毎週末新宿ロフトにいた ~1985年6月 その1~
新型コロナのため家にいる時間が多くなった。
やることも無いので部屋の整理をしていると・・・
昔の手帳が出てきた。
1985年から2010年まで。
あの頃はスマホどころか、ガラケーも無い時代で、予定は手書きで手帳に書いていたのだ。
2010年以降はきっと携帯に予定を打ち込んだためにないのであろう。
さて、ちょっとだけ手帳のなかを覗いてみるか。
1985年、私は大学を卒業、就職、それと同時に新宿でバンド活動をしていたのだ。
この頃は新宿ロフトの店員バンドPLMに参加していた。
1985年 6月8日 〇
6月9日 〇
毎週土日に練習している。
ん?あああ思い出した。時を戻そう。
手帳には、1985年6月以降は、ずっと毎週土日に赤い〇の印が書いてあった。
新宿ロフトでの練習の日のマークだ。
俺は、毎週末の朝6:00から、店員バンドPLMの練習を続けていた。
土日休みの、俺の都合に合わせてくれていた。
しかし、1985年の手帳には、バンドの事よりも仕事のメモが書かれる割合が多くなっていった。

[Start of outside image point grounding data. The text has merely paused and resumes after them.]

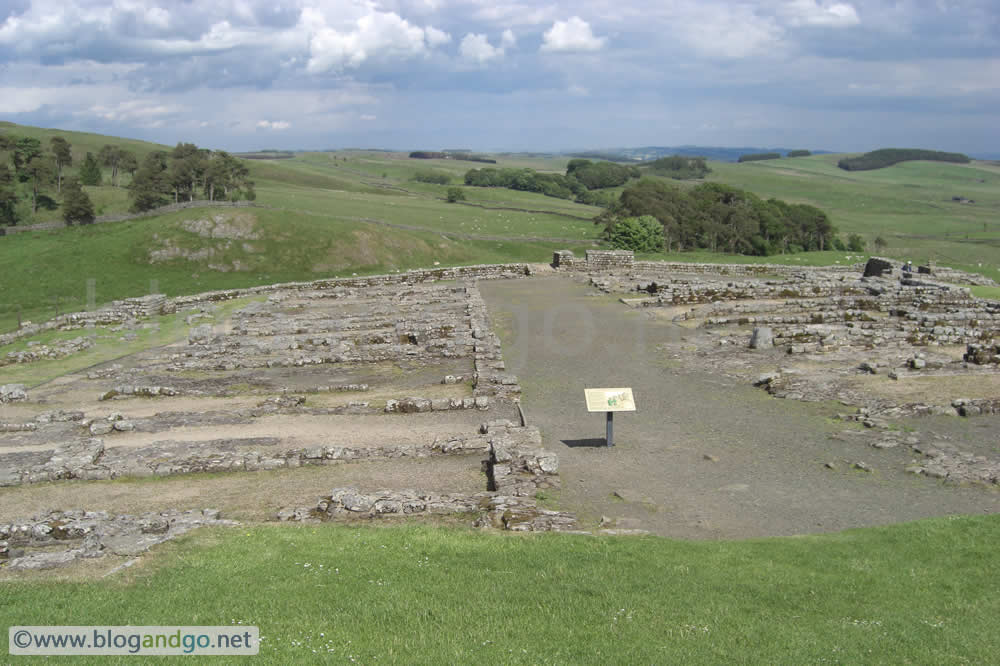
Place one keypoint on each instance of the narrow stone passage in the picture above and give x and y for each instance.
(701, 457)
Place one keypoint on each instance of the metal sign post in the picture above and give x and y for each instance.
(610, 401)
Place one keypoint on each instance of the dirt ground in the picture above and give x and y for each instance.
(703, 456)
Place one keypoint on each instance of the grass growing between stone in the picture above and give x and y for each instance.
(921, 592)
(108, 344)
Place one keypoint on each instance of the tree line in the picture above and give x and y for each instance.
(719, 218)
(757, 157)
(465, 157)
(184, 172)
(30, 171)
(884, 157)
(581, 181)
(678, 167)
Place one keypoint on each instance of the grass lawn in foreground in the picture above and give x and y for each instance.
(923, 592)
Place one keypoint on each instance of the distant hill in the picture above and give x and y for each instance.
(82, 142)
(650, 153)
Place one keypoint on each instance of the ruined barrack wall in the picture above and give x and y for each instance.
(623, 262)
(157, 304)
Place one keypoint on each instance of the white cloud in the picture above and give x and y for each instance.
(814, 13)
(572, 35)
(382, 34)
(477, 48)
(273, 124)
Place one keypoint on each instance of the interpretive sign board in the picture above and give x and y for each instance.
(610, 400)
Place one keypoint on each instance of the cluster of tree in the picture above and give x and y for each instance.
(679, 167)
(465, 157)
(639, 234)
(432, 176)
(29, 169)
(582, 181)
(180, 174)
(600, 175)
(722, 218)
(756, 157)
(526, 180)
(884, 157)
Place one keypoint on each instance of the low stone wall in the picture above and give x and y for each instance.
(477, 272)
(602, 260)
(156, 304)
(516, 514)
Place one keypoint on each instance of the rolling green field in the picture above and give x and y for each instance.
(923, 592)
(920, 593)
(362, 211)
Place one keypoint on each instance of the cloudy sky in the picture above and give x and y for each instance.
(243, 74)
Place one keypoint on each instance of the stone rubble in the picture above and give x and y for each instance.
(59, 538)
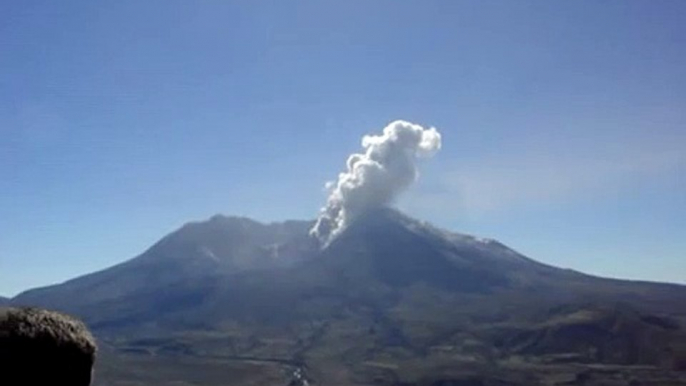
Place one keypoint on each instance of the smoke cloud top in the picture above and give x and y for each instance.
(374, 178)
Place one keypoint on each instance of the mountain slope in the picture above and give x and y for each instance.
(391, 299)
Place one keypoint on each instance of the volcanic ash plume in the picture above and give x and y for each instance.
(377, 176)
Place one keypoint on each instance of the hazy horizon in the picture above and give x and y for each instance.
(563, 127)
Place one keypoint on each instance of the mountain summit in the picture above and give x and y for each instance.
(387, 293)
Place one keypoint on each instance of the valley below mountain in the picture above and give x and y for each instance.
(390, 301)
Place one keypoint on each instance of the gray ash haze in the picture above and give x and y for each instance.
(375, 177)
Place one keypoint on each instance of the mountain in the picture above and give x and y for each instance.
(391, 300)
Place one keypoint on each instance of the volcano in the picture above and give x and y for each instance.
(391, 300)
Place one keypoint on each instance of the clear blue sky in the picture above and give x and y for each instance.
(564, 123)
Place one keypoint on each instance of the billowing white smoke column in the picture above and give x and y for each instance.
(375, 177)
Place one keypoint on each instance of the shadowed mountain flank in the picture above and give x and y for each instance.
(389, 300)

当時、小滝橋通り沿いの地下1階にあった新宿ロフトの上には、信用金庫があった。
平日は、信用金庫の開店している9時から16時までは音が出せなかった。
しかし、土日は営業していないので出し放題だ。
俺の週末の生活はこんな具合だった。
土日の朝6:00から9:00まで練習をして、その後機材を倉庫にかたずける。
10:00になると、昼の部の出演バンドがやってくる。
店員のPLMのギタリストNの仕事が始まる。
俺はパイプ椅子を並べるのを手伝う。
昼の部のリハーサルを見る。
本番中に飯を食いに行く。
行くのはたいがい3軒隣の「さつき食堂」。
この食堂は今でも残っている。
よくビールを買ったその隣の「斉藤酒店」も健在だ。
昼の部が終わると、夜の部のバンドが入って来る。
夜の部のリハーサルを見る。
開場して、客が入ったらPLMのギタリストNの仕事は終わりだ。
それを待って、一緒に飲みに行くのである。
興味のあるバンドは、本番も見てから飲みに行く。
そして、最後は新宿ロフトに帰って来るのである。
こんな具合で毎週末を過ごしていた。
店にとっては、週末1人バイトが増えた様なものだ。
オーナーの平野悠さんも公認で、ライブは見放題だった。
新宿ロフトに週末出演したバンドはほとんど見たと言っていい。
人気の出てきたBOOWY、ハードロック系なら新生VOWWOWなどきりがない。
新宿Lで打ち上げをやるバンドの時は飲み会にも参加した。
俺はいつも新宿ロフトで飲んでいるので、自然と親しくなるのである。
打ち上げの差し入れで、1番人気のあったのはタコ焼きだった。
小滝橋通りを渡った先に、お爺さんとお婆さんの二人でやっていた小さなタコ焼き屋があった。
これが旨いのである。
3箱、4箱買って行っても、あっという間に無くなった。
時には追加の買い出しにも行かされた。
新宿ロフト出身のバンドは、絶対に1度は食べているはずだ。
この店は惜しまれつつも、数年後の区画整理でなくなってしまった。
本当に残念だった。
打ち上げでは、ボーカル、ギターはさっさと帰ってしまうが、最後まで残るのは、大体ベースかドラムだ。
VOWWOWのベースの佐野さんはこの頃坊主頭にしており、酔っ払うと坊主頭を触らせてくれた。
BOOWYも残るのはドラムの高橋まこっちゃんだった。
夜中になると、ARBのドラムのキースとか、アナーキーのギターのマリが加わる。
週末はパーティーだ。
本当に、毎週毎週飲みに行った。
大久保界隈では、行った事のない店はほぼ無かった。
学生の頃は随分PLMのギタリストNに奢ってもらった。
俺は、金を持ってなかった。
バイトで稼いだ金は、楽器に消えていた。
しかし、サラリーマンになった俺は、少し奢り返す事が出来る様になった。
ギタリストNは、俺と同じ位呑み助であった。
新宿Lの給料のほとんどを飲み代に使ってしまう奴だった。
2人とも酔っ払うので、大久保の「村さ来」は、暫く出入り禁止になっていた程だ。
飲み代を使い果たし、行く所がなくなる。
そして今日もまた、最後は新宿ロフトに戻って行くのであった。